Another way to facilitate the understanding of supply chain analytics is through simpler applications with narrow functionality. Increasingly referred to as "analytical apps," these tools are similar to the applications found on smartphones. They support a single decision and often are industry-specific. Several business intelligence and analytics software vendors are introducing them, and they promise to make the use of analytics much simpler and available to users who do not have extensive analytical or technological skills. Analytical apps that have already been developed for supply chain functions include tools for supplier evaluation, inventory performance analysis, transportation analytics, and transportation contract compliance. There undoubtedly will be many others over the next several years.
Perhaps the only way to guarantee the use of analytics in supply chain management is to embed them into supply chain-oriented systems and processes. No human would be involved in the decision unless there is an exception. For example, certain supply chain decisions made at least partially on the basis of statistics and probability (such as available-to-promise inventory, or the likelihood that an ordered product will be returned by the customer) could be embedded in an order management system. Vendors of ERP systems expect to have such capabilities in the next several years.
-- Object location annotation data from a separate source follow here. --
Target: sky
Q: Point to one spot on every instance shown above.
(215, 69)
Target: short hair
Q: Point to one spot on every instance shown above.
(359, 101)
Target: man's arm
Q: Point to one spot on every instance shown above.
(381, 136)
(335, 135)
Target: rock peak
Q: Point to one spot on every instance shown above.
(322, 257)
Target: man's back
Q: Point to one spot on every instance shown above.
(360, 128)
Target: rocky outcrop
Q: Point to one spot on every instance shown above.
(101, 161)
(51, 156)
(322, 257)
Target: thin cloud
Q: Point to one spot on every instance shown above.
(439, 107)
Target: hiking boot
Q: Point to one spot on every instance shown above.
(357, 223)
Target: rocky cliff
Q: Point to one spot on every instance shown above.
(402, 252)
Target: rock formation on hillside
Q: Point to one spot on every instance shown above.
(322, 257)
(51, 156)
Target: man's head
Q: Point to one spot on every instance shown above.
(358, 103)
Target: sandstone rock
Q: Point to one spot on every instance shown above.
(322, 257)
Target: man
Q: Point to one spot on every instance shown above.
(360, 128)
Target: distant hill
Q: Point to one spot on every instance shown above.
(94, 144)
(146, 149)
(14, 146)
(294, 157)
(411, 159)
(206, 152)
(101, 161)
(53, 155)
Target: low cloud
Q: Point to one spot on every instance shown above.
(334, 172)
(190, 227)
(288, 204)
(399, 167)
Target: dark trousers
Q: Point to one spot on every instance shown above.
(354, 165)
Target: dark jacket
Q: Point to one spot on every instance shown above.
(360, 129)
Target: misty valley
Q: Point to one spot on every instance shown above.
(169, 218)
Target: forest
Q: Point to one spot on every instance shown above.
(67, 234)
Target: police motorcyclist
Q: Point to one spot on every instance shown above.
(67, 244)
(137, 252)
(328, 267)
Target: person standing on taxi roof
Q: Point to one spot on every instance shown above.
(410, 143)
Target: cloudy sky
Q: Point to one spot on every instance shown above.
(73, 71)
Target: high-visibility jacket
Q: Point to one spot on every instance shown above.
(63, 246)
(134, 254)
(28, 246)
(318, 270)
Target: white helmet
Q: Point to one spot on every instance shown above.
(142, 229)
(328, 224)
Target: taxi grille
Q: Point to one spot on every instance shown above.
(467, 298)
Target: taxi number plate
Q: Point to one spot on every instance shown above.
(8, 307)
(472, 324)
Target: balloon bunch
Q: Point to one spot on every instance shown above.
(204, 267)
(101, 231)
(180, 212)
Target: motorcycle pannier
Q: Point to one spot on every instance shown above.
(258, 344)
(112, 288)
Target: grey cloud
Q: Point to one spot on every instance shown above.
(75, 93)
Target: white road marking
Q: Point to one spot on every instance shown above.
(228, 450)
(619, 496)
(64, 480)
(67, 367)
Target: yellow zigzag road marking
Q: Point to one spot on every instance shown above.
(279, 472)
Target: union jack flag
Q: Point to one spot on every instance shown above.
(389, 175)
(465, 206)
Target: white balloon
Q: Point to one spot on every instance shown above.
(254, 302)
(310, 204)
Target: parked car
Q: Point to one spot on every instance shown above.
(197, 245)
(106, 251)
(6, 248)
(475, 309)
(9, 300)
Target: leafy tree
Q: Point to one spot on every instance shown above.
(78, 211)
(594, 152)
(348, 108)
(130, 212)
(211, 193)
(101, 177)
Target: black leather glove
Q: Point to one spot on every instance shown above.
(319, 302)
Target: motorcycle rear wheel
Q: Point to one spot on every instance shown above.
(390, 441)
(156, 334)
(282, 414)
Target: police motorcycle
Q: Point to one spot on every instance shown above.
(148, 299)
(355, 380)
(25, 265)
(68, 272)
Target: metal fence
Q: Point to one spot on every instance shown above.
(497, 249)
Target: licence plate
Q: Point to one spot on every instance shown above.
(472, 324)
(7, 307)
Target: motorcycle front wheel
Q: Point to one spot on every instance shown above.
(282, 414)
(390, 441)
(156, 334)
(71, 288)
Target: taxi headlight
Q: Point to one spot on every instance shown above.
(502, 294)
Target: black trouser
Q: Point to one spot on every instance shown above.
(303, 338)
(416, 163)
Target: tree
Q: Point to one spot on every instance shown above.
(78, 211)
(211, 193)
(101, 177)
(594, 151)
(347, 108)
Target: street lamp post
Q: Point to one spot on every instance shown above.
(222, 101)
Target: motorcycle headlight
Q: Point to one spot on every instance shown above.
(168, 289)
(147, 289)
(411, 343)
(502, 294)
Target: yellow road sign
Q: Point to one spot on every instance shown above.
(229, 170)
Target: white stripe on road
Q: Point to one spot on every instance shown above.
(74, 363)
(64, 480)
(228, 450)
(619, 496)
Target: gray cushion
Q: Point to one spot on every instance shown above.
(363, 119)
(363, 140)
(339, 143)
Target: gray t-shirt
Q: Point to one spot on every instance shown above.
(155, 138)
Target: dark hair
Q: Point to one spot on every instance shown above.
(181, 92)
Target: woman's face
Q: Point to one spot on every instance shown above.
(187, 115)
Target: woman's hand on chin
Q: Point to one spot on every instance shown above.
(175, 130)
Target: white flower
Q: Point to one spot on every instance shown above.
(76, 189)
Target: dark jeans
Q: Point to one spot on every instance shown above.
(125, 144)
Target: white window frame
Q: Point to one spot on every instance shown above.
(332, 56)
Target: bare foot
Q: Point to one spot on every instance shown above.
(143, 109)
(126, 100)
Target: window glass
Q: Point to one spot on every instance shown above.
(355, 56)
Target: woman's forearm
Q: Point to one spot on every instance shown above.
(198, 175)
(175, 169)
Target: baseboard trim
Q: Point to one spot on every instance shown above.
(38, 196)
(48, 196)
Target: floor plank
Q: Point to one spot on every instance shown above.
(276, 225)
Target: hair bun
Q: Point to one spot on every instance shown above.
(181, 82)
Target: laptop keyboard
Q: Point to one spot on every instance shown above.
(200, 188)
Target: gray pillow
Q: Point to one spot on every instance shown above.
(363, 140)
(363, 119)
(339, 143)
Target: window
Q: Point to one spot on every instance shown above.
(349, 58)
The future of supply chain analytics
The use of such tools as ERP systems, the Internet, RFID, and telematics is becoming more common, and more organizations are generating considerable amounts of high-quality data. Now that companies have more and better data than ever before, it is only natural that they would begin to use it to analyze, optimize, and make predictions about their supply chains.
The most common analytical activities thus far have been descriptive—straightforward reports about what has happened in the past. But in future supply chains, we expect to see more prediction and even prescription—that is, optimization and testing models that tell supply chain managers what they should do to improve performance.
Employing emerging supply chain technologies and process improvements has always been an important path to competitive advantage. We believe the next major approach to supply chain-based competition will involve the extensive use of analytics.